Pertence ao Código Civil (DL n.º 47344/66, de 25 de Novembro)
Este artigo permite reduzir uma hipoteca, ou seja, diminuir o seu alcance sobre bens ou o valor do crédito garantido. A redução funciona de forma diferente consoante o tipo de hipoteca. Nas hipotecas legais (impostas por lei) e judiciais (ordenadas por tribunal), qualquer pessoa interessada pode pedir a redução, quer quanto aos bens hipotecados quer quanto ao montante do crédito. Porém, se a hipoteca foi voluntária (acordada entre partes) ou se bens específicos foram indicados por contrato ou sentença, a redução só é permitida em duas situações: quando a dívida caiu para menos de dois terços do valor inicial (por pagamentos parciais ou outras causas), ou quando o bem valorizou mais de um terço (por melhorias ou acção natural). A divisão da hipoteca entre vários bens é possível, desde que o bem seja tecnicamente divisível.
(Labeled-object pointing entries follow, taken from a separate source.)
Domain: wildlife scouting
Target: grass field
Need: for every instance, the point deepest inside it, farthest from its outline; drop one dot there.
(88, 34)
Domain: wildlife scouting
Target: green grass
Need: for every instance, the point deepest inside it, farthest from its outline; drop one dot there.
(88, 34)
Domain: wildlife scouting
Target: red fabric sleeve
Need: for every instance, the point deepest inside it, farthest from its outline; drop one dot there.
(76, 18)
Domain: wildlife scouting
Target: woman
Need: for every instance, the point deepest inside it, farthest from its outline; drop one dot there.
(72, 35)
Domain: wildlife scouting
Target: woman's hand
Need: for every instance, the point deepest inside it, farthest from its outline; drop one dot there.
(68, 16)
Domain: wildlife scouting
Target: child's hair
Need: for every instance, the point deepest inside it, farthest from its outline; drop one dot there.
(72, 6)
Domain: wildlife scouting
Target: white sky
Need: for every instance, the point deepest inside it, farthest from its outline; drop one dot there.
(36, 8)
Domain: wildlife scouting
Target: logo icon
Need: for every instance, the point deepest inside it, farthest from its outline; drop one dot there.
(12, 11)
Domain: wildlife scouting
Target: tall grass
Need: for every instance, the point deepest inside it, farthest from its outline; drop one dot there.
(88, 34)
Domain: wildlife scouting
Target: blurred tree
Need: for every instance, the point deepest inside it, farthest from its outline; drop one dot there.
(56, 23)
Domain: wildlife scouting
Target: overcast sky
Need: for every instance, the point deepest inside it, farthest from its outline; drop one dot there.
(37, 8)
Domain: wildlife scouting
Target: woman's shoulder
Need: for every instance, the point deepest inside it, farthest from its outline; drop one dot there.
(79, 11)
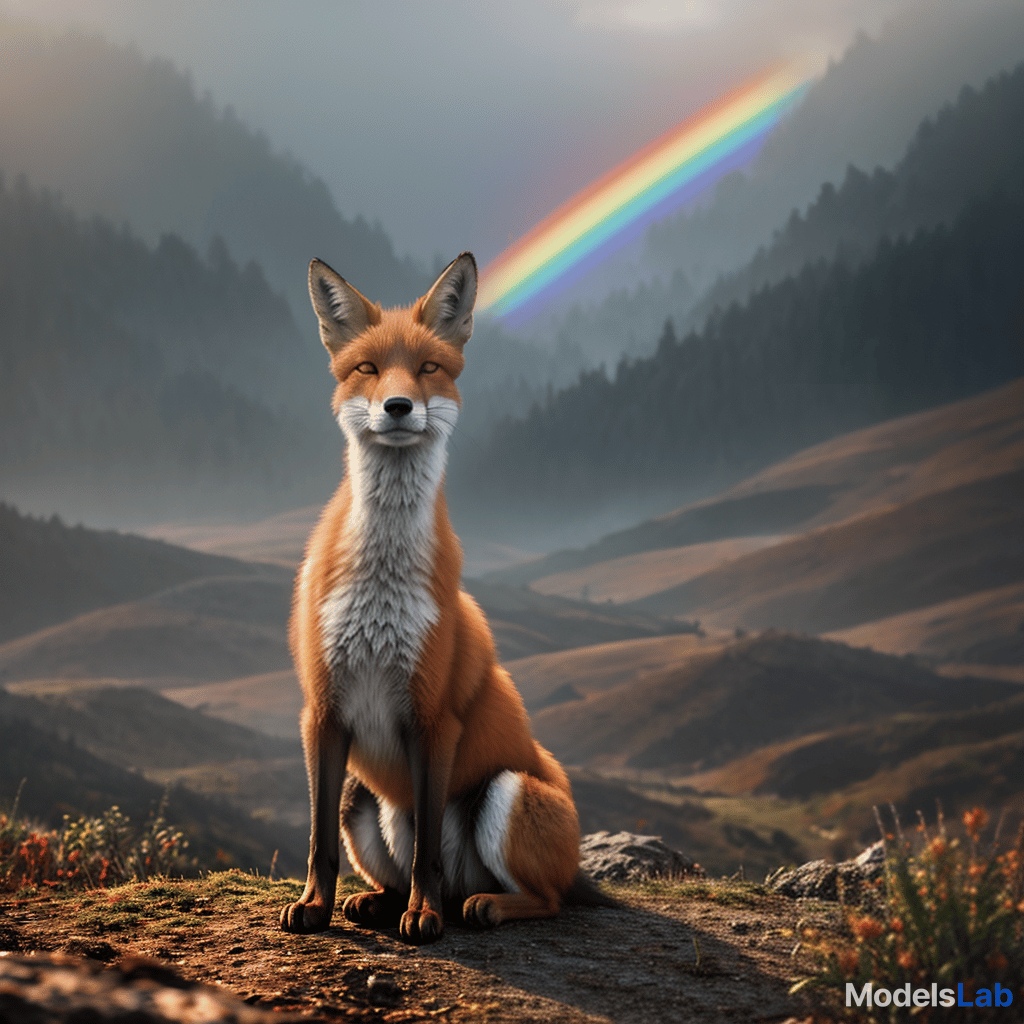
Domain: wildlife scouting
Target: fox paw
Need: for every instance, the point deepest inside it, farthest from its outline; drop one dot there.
(481, 911)
(304, 918)
(375, 909)
(421, 927)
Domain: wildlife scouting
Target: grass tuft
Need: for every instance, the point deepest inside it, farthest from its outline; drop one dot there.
(949, 914)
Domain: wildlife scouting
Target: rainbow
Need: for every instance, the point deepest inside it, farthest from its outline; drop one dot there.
(620, 205)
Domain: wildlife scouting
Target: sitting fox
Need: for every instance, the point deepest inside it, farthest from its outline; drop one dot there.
(410, 724)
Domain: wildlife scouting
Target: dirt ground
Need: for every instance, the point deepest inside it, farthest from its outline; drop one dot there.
(700, 952)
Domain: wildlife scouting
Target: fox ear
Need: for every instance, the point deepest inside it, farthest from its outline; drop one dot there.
(448, 307)
(344, 313)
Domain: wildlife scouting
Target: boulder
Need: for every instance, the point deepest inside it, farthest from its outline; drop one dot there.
(627, 857)
(850, 879)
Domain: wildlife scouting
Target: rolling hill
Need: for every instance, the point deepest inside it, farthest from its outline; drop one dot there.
(872, 470)
(925, 322)
(127, 138)
(52, 571)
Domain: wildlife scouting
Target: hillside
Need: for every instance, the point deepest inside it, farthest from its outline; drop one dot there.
(925, 322)
(752, 750)
(127, 138)
(947, 545)
(52, 571)
(924, 114)
(871, 470)
(693, 714)
(123, 393)
(968, 152)
(60, 777)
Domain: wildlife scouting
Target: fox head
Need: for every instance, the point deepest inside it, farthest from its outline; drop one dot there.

Uma pessoa recebeu uma sentença de condenação a pagar 10 mil euros e a casa foi hipotecada judicialmente. Após pagar 7 mil euros, a dívida restante é de 3 mil euros. Como este valor é inferior a dois terços (6.667€), o devedor pode pedir a redução judicial da hipoteca, evitando que todo o imóvel permaneça garantindo apenas 3 mil euros.
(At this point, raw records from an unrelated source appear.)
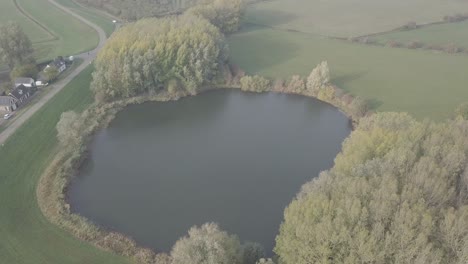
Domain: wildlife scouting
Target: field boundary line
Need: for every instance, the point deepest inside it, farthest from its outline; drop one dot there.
(35, 21)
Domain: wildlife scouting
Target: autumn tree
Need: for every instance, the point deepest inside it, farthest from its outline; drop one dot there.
(15, 46)
(396, 194)
(207, 244)
(146, 55)
(225, 14)
(255, 83)
(319, 78)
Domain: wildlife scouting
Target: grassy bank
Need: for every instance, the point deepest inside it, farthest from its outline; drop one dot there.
(26, 236)
(423, 83)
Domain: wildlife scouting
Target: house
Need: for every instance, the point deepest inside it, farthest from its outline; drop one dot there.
(58, 63)
(21, 94)
(26, 82)
(8, 103)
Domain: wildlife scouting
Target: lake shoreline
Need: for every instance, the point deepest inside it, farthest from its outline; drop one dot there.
(53, 184)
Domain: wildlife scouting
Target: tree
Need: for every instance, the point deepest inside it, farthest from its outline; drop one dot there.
(319, 78)
(207, 245)
(252, 252)
(26, 70)
(69, 128)
(396, 194)
(15, 46)
(255, 83)
(143, 56)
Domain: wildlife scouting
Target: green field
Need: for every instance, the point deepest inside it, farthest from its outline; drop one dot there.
(97, 17)
(345, 18)
(9, 12)
(52, 31)
(441, 34)
(25, 235)
(423, 83)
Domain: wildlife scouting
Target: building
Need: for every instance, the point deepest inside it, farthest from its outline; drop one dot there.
(8, 103)
(21, 94)
(27, 82)
(58, 63)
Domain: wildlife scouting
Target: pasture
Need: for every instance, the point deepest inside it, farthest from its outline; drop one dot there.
(440, 34)
(27, 237)
(423, 83)
(349, 18)
(52, 31)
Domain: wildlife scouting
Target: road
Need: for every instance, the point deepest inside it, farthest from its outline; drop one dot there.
(58, 86)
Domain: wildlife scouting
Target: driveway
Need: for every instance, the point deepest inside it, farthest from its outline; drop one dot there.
(58, 86)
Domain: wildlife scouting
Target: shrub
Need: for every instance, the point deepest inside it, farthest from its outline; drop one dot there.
(207, 244)
(255, 84)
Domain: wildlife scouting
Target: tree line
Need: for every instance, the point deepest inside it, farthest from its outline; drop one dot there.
(398, 193)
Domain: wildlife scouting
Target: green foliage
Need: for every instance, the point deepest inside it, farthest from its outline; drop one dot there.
(319, 78)
(207, 245)
(252, 252)
(398, 193)
(26, 70)
(225, 14)
(15, 47)
(255, 84)
(145, 55)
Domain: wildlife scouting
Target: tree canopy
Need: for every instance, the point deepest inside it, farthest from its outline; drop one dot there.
(15, 46)
(398, 193)
(151, 53)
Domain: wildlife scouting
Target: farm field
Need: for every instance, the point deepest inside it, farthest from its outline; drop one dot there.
(27, 237)
(52, 31)
(9, 12)
(423, 83)
(441, 34)
(347, 18)
(97, 17)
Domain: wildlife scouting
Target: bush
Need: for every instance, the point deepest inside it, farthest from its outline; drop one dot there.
(207, 244)
(398, 193)
(145, 55)
(255, 84)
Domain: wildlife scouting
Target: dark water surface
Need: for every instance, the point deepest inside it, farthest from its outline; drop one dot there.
(234, 158)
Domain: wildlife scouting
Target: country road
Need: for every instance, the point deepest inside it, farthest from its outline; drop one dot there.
(58, 86)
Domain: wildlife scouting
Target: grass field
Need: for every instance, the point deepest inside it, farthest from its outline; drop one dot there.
(97, 17)
(442, 34)
(423, 83)
(52, 31)
(25, 235)
(345, 18)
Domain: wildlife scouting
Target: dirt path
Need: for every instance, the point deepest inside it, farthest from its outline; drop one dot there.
(58, 86)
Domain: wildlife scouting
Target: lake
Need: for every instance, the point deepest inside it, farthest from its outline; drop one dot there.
(234, 158)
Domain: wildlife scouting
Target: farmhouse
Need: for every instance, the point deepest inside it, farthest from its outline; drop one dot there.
(8, 103)
(21, 94)
(58, 63)
(27, 82)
Um imóvel avaliado em 100 mil euros foi hipotecado voluntariamente para garantir um crédito de 80 mil euros. O proprietário faz obras de melhoria e o imóvel vale agora 140 mil euros (valorização de 40%). Como ultrapassou um terço de aumento, pode pedir a redução judicial, argumentando que o bem está sobregarantido.
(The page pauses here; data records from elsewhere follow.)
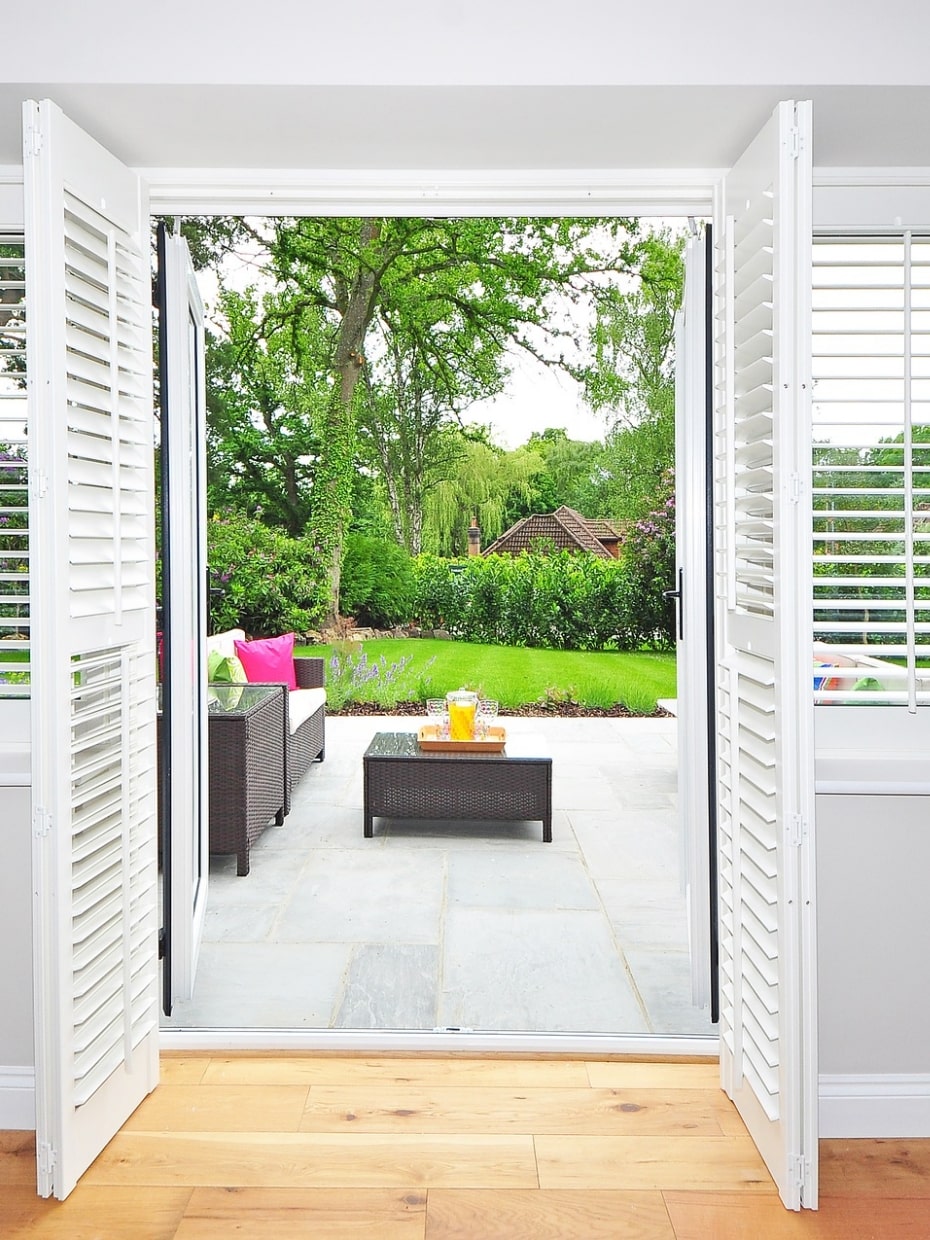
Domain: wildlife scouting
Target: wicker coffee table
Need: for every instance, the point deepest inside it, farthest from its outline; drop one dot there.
(402, 781)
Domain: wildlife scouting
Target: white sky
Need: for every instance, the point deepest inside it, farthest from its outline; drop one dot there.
(536, 399)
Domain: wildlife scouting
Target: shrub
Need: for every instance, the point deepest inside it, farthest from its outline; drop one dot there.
(377, 584)
(649, 556)
(263, 580)
(559, 602)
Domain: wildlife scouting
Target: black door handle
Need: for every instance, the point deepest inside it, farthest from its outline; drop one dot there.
(680, 595)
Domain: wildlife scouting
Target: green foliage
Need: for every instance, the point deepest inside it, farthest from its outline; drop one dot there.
(377, 584)
(485, 481)
(352, 676)
(559, 602)
(649, 562)
(265, 582)
(516, 676)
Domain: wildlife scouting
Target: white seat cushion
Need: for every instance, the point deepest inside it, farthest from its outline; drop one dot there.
(225, 642)
(301, 703)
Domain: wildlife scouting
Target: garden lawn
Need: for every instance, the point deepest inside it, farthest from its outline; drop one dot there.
(515, 676)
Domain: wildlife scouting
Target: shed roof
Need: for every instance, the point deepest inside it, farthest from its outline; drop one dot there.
(564, 528)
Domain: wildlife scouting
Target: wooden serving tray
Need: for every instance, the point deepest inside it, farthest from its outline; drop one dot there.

Uma hipoteca legal sobre vários terrenos foi constituída para garantir uma dívida fiscal. O contribuinte pede a redução judicial, argumentando que apenas alguns terrenos são necessários para garantir o crédito restante. Como é hipoteca legal, tem legitimidade para fazer este pedido, desde que a divisão seja fisicamente viável.